Nucleotide sequence analysis
Maximum composite likelihood estimate of the nucleotide substitution pattern were made using the MEGA4.1β program. The results for Tombusviridae showed that the rates of different transitional substitutions varied from 3.18 to 14.61, and those of transversional substitutions varied from 6.6 to 8.57. The nucleotide frequencies were: 0.269 (A), 0.258 (T/U), 0.207 (C), and 0.266 (G). The transition/transversion rate ratios were k1 = 1.705 (purines) and k2 = 0.482 (pyrimidines). The overall transition/transversion bias was R = 0.547, where R = [AGk1+ TCk2]/[(A+G)(T+C)]. There were a total of 1218 positions in the final dataset. In all these analyses, the codon positions included were first + second + third + noncoding. All positions containing gaps and missing data were excluded from the dataset (complete deletion option).

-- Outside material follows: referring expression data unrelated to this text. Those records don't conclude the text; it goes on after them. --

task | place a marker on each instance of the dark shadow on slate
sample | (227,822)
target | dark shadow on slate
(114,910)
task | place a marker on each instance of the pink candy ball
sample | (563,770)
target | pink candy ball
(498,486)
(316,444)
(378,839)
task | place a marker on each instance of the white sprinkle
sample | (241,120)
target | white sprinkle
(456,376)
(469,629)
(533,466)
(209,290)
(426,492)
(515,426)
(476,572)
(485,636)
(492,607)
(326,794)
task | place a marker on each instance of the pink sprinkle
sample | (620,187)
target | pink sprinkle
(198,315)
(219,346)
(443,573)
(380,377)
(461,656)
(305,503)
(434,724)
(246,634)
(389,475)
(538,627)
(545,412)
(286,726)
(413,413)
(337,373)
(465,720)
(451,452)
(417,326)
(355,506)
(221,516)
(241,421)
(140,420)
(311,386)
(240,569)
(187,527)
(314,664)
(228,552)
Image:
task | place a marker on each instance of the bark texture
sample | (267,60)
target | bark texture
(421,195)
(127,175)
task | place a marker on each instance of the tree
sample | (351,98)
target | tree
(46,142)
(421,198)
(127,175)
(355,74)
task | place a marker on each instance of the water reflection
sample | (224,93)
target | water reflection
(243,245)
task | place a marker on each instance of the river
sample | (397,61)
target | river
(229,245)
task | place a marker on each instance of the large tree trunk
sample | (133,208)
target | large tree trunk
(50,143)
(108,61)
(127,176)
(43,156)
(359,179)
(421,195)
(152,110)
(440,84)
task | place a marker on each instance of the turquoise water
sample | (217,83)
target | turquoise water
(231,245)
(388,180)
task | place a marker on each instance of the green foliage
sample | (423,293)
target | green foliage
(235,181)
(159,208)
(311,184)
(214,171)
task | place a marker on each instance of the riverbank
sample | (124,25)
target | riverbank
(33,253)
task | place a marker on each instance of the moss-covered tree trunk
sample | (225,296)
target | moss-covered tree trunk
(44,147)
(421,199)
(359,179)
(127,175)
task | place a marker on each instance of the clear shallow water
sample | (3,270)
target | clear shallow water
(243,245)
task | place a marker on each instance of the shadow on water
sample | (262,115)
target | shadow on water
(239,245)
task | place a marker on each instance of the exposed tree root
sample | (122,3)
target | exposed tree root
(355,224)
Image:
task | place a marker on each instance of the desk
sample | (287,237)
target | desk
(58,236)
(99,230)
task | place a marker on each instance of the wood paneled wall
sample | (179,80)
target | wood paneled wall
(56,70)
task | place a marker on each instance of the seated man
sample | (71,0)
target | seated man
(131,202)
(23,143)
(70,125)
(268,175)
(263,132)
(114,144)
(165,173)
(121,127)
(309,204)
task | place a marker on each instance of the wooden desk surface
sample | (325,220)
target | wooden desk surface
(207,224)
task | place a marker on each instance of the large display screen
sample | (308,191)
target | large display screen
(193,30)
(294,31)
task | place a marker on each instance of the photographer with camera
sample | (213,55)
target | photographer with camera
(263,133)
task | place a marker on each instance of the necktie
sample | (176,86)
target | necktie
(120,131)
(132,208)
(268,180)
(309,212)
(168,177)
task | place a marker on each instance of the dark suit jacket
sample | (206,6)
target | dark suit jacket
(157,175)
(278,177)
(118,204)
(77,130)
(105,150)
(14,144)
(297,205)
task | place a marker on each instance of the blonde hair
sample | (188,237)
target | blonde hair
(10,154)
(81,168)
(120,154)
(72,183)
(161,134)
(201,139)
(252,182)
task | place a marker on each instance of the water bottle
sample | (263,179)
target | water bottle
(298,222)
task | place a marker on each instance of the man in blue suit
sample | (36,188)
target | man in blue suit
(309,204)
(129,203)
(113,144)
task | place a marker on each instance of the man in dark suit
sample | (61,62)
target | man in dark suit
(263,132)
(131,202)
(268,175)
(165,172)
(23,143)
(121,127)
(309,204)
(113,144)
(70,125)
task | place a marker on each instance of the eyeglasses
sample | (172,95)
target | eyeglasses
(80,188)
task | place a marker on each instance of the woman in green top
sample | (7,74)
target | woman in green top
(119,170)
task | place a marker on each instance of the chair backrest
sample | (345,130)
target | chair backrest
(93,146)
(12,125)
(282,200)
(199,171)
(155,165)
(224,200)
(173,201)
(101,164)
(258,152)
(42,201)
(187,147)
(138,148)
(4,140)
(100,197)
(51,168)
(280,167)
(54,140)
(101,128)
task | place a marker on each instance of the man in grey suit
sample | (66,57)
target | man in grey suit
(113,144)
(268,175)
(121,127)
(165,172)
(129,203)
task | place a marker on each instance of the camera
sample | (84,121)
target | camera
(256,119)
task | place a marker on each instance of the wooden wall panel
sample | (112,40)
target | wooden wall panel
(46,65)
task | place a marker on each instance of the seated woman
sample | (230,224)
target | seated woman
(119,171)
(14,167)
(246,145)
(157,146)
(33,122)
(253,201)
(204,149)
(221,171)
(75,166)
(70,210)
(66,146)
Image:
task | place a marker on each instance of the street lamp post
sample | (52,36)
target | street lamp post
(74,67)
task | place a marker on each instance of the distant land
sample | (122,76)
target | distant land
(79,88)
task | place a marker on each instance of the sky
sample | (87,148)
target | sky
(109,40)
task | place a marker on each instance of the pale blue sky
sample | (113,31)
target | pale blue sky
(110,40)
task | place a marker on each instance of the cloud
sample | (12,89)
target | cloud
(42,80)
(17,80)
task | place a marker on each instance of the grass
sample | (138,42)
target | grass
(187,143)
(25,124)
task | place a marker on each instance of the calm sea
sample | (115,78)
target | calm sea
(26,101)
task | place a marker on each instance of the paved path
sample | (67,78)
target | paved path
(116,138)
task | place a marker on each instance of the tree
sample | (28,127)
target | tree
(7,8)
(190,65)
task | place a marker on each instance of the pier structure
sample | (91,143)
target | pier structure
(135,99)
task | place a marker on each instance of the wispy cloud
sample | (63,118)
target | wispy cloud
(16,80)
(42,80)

The MEGA4.1β program also incorporates the Tajima's Neutrality Test. The purpose of this test is to indentify sequences which do not fit the neutral theory model at equilibrium between mutation and genetic drift. Tajima's test compares a standardized measure of the total number of segregating sites (the polymorphic DNA sites) in the sampled DNA and the average number of mutations between pairs in the sample. Tajima's D was determined (D = 5.280926).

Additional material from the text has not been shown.